Success callbacks in CustomLogger assume the ModelResponse object passed to them is complete and immutable, but there's no enforcement preventing callbacks from modifying the response object

If this fails: Poorly written logging callbacks can accidentally modify response data, causing later callbacks or the final client response to contain corrupted usage metrics or response content

litellm/integrations/custom_logger.py:CustomLogger
warning Temporal unguarded

Failover logic assumes fallback models in the configuration are always available and healthy when primary models fail, but doesn't validate fallback model health before attempting the retry

If this fails: When primary and all fallback models are simultaneously unhealthy, requests fail with the last fallback's error message instead of a clear 'all models unavailable' error

litellm/router.py:fallback_models

System Behavior

How the system operates at runtime — where data accumulates, what loops, what waits, and what controls what.

Data Pools

Response cache (cache)
DualCache stores LLM responses with TTL to avoid repeat API calls for identical requests
User database (database)
PostgreSQL/SQLite stores API keys, user permissions, team configurations, and usage metrics
Model health tracking (in-memory)
Router maintains success/failure rates and latency metrics for each model deployment
Configuration state (in-memory)
Loaded YAML config drives all proxy behavior including model routing and feature flags

Feedback Loops

Delays

Control Points

Technology Stack

FastAPI (framework)
HTTP server framework for the proxy gateway, handling OpenAI-compatible REST endpoints
Prisma (database)
Database ORM for user management, API key storage, and usage tracking in the proxy server
Redis (database)
L2 cache backend in DualCache system for storing LLM responses and configuration data
httpx (library)
Async HTTP client for making API calls to 100+ LLM providers with retry and timeout handling
Pydantic (library)
Data validation and serialization for request/response models and configuration schemas
Docker (infra)
Containerization for proxy server deployment with hardened security configurations
PostgreSQL (database)
Primary database backend for multi-tenant proxy deployments with full ACID compliance

Key Components

Package Structure

litellm-core (app)
Core SDK and proxy server implementation that handles LLM API unification, routing, and middleware.
enterprise (library)
Enterprise-specific hooks and guardrails for advanced security and compliance features.
litellm-proxy-extras (tooling)
Database utilities and deployment helpers for the proxy server infrastructure.

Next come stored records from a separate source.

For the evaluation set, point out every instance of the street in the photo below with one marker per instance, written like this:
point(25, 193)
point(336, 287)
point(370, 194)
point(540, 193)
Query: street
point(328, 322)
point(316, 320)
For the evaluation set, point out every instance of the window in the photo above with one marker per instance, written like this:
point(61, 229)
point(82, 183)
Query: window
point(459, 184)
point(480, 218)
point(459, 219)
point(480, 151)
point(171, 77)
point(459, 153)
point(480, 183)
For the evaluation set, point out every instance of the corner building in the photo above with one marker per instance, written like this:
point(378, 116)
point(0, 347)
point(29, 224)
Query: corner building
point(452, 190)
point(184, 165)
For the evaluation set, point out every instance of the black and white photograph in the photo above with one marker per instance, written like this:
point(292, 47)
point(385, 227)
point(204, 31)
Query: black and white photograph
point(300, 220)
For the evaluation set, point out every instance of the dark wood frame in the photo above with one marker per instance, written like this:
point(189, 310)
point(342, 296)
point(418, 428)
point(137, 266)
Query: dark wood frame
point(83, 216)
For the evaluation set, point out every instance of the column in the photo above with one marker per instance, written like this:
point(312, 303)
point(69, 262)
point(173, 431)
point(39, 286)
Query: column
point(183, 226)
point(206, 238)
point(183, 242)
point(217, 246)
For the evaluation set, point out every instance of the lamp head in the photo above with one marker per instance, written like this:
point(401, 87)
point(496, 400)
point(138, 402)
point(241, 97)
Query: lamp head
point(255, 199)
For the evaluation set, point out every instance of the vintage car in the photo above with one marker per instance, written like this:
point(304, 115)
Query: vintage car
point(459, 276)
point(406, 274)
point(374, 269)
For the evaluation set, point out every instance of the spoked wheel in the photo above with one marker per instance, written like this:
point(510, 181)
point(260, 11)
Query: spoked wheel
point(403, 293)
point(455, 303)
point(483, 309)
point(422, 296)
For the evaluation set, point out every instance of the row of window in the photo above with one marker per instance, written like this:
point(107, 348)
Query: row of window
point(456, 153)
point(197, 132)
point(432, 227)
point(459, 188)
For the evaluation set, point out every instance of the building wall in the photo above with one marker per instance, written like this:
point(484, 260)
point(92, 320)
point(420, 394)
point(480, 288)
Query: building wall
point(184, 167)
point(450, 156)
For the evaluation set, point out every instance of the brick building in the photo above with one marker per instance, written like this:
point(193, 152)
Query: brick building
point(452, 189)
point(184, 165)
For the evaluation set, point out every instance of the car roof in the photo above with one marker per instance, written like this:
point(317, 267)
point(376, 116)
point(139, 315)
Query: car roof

Explore the interactive analysis

See the full architecture map, data flow, and code patterns visualization.

Analyze on CodeSea

Compare litellm

Related Repository Repositories

Frequently Asked Questions

What is litellm used for?

Routes 100+ LLM API calls through a unified gateway with cost tracking and access controls berriai/litellm is a 7-component repository written in Python. Data flows through 7 distinct pipeline stages. The codebase contains 5169 files.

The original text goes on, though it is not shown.